Best Practice for DynamoDB sort key

As I focus on designing DynamoDB with a query-centric approach, I find that the sort key is becoming quite lengthy.

For instance, I plan to use PK as like USER#{UUID} and structure SK as like ONBOARDING#{SCHOOL}#{SCHOOL_ADDRESS}#{MAJOR}#{CREATED_AT}. I believe this structure makes it convenient to query users by {SCHOOL} and also by {SCHOOL_ADDRESS} as well. While there is the option to divide fields and construct GSI, I've heard that minimizing the use of GSI is more cost-effective.

Is there any potential issue with having such a long sort key (excluding size limit)?

Solution

I believe this structure makes it convenient to query users by {SCHOOL} and also by {SCHOOL_ADDRESS} as well.

Incorrect.

When you query DDB, you have to provide the hash (partition) key as an equality and then if you have a sort key you can use one of the following operators.

a = b — true if the attribute a is equal to the value b

a < b — true if a is less than b

a <= b — true if a is less than or equal to b

a > b — true if a is greater than b

a >= b — true if a is greater than or equal to b

a BETWEEN b AND c — true if a is greater than or equal to b, and less than or equal to c.

The following function is also supported:

begins_with (a, substr)— true if the value of attribute a begins with a particular substring.

Note there's no contains.

As it stands, given that USER#{UUID} is basically unique (except for user's who've had more than 1 school/major), you're only going to be able to get data out of the DDB table one record at a time (unless you do a SCAN; which is not recommended).

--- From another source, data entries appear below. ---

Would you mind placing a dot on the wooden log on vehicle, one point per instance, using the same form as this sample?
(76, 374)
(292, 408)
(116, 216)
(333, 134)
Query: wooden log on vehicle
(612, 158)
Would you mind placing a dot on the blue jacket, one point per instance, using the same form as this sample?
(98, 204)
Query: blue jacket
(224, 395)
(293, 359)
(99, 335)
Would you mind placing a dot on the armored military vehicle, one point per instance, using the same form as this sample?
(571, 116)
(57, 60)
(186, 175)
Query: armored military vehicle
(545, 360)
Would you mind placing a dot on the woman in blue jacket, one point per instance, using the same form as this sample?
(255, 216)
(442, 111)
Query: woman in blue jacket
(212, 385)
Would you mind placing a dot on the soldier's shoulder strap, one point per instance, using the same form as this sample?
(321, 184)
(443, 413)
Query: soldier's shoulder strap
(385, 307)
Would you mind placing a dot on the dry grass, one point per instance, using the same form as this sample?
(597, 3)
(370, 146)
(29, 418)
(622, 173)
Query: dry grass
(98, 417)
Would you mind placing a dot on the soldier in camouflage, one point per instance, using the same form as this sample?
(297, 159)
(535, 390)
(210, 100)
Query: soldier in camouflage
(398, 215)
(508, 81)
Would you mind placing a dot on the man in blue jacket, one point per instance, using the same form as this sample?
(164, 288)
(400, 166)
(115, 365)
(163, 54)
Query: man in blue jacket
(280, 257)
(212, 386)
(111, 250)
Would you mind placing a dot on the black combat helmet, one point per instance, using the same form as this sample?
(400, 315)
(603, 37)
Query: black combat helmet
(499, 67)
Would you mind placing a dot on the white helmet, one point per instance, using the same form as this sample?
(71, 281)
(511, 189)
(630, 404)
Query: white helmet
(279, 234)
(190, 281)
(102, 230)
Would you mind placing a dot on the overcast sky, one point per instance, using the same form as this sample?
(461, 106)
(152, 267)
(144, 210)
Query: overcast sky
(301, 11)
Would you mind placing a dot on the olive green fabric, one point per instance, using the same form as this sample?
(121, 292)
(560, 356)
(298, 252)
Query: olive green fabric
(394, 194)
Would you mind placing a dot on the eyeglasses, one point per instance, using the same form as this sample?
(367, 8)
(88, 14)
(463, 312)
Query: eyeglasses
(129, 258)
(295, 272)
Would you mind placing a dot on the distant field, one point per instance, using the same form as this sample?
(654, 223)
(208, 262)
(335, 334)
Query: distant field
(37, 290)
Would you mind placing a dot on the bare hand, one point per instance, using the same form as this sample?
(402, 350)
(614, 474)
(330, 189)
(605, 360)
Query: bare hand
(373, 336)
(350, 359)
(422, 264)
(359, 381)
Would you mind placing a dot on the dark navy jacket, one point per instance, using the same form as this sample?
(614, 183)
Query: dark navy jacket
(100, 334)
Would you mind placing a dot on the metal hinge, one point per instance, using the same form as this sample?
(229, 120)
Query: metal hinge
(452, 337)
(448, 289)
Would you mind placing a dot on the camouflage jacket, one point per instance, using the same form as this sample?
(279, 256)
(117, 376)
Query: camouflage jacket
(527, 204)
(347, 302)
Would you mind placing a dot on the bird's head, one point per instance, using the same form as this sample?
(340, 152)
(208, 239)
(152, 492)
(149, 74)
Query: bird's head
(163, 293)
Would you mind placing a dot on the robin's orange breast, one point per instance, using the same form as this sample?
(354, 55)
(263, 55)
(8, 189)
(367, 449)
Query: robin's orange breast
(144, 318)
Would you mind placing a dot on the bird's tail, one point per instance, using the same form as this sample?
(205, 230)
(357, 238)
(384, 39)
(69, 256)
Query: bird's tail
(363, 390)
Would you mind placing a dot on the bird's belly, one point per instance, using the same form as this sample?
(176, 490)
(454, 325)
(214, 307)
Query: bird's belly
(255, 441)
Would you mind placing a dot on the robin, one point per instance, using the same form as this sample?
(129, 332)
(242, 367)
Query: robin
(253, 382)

If you want to query DDB, you need to select a hash key that contains more than 1 record.

Without examples of the data retrieval patterns you need, it's difficult to suggest a good hash/sort key. But unless your design is trivial, you're going to need at least one GSI. Possibly overloaded.

As far as your table, hash key of {SCHOOL} and a sort key of {UUID} would allow you to "query users by school". But of course the order of the returned data would be basically random. You'd probably end up doing all your queries via GSI/LSI. More importantly, it'd break if a user had for instance more than one major at the same school.

Honestly while DDB can be used in instead of a RDBMS, for many applications Aurora is likely a better choice.